Ontem eu postei alguns comentários sobre a vulnerabilidade da biblioteca XML do go e algumas pessoas disseram que isso não era grande coisa.

O problema não é a vulnerabilidade em si, no entanto.

Ainda, o problema é só parcialmente com relação ao fato que a vulnerabilidade não pode ser corrigida de forma confiável. E não é em relação à biblioteca "http" que tinha um problema de negação-de-serviço. E não é em relação à biblioteca de números naturais (e mais especificamente divRecursiveStep) que causou um erro na rede de Etherium. E não é em relação que a biblioteca "ssh" tinha uma vulnerabilidade que foi corrigida.

O problema é o padrão.

Eu não espero que as coisas tenham aquele toque místico de "tudo tem que ser perfeito". Poxa, com a exceção do problema da biblioteca "xml", todos os outros problemas já foram corrigidos.

Mas existe um padrão surgindo na biblioteca padrão do go que mostra quão pouco cuidado foi tomado na sua construção. E, junto com esse padrão, tem o problema que isso está na biblioteca padrão. Bibliotecas padrão deveriam, além de prover uma infra-estrutura para aplicações maiores, serem implementações de referencia. Por exemplo, se você quiser saber como é que diabos o Python fez para adicionar suporte ao SQLite, basta você olhar a biblioteca padrão (FFI); ou se você se perguntar como é que sets em Python são tão rápidos (tão rápidos com relação ao resto das coisas em Python, quero dizer), você também pode consultar a biblioteca padrão (sets são escritos em C); ou como é que eles fizeram para que "namedtuples" criassem objetos magicamente (eval). Essas partes descrevem como você deve construir algo que conecte com algo externo, que seja rápido ou que seja mágico.

E esse padrão mostra que a biblioteca padrão do go está fazendo as coisas de forma errada. Parece que o time de go focou muito em "adicionar valor" e muito pouco em "servir de referência".

Outra indicação que tem algo errado com a linguagem: em quatro meses, o problema da ordenação não pode ser corrigido. Em metade desse tempo eu consigo escrever bindings da libxml2 em Python, ou até mesmo em Rust, mesmo não tendo experiência alguma com o FFI de Python ou Rust.

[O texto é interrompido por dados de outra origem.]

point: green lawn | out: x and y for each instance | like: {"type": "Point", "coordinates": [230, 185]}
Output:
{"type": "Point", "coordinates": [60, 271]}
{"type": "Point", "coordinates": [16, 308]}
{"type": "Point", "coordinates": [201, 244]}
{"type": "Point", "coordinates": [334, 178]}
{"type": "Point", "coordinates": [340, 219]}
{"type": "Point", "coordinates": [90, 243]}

Isso significa que essa camada que dá acesso a biblioteca padrão à coisas externas está tendo muito controle, de forma que estruturas externas não podem ser usadas sem que sejam bagunçadas pelo runtime. Se o FFI tivesse liberdade suficiente para expor somente a camada mais externa, escrever uma implementação de parser XML em C e só expor as camadas superiores seria completamente viável em quatro meses -- mesmo sem usar a libxml2.

Todos esses padrão mostram que tem algo de errado com a arquitetura da linguagem. E é por isso que eu disse que qualquer coisa no mínimo semi-séria não deveria ser escrita em go.

Eu sou uma pessoa que diz coisas controversas de tempo em tempos. No começo desse ano eu disse, em um evento, que um líder técnico que valesse o seu próprio salário não recomendaria go para coisa alguma. E eu mantenho essa posição. Líderes técnicos devem ver esse tipo de problema aparecer e tomar ações para evitar que o projeto caia num buraco que seja complicado de sair depois. E esse padrão de problemas com go já tem aparecido a muito tempo.

PS: Vocês devem ter notado que eu digitei "go" e não "Go" na maior parte desse post. Isso é proposital; eu não acredito que a linguagem mereça ser chamada com um "G" maiúsculo.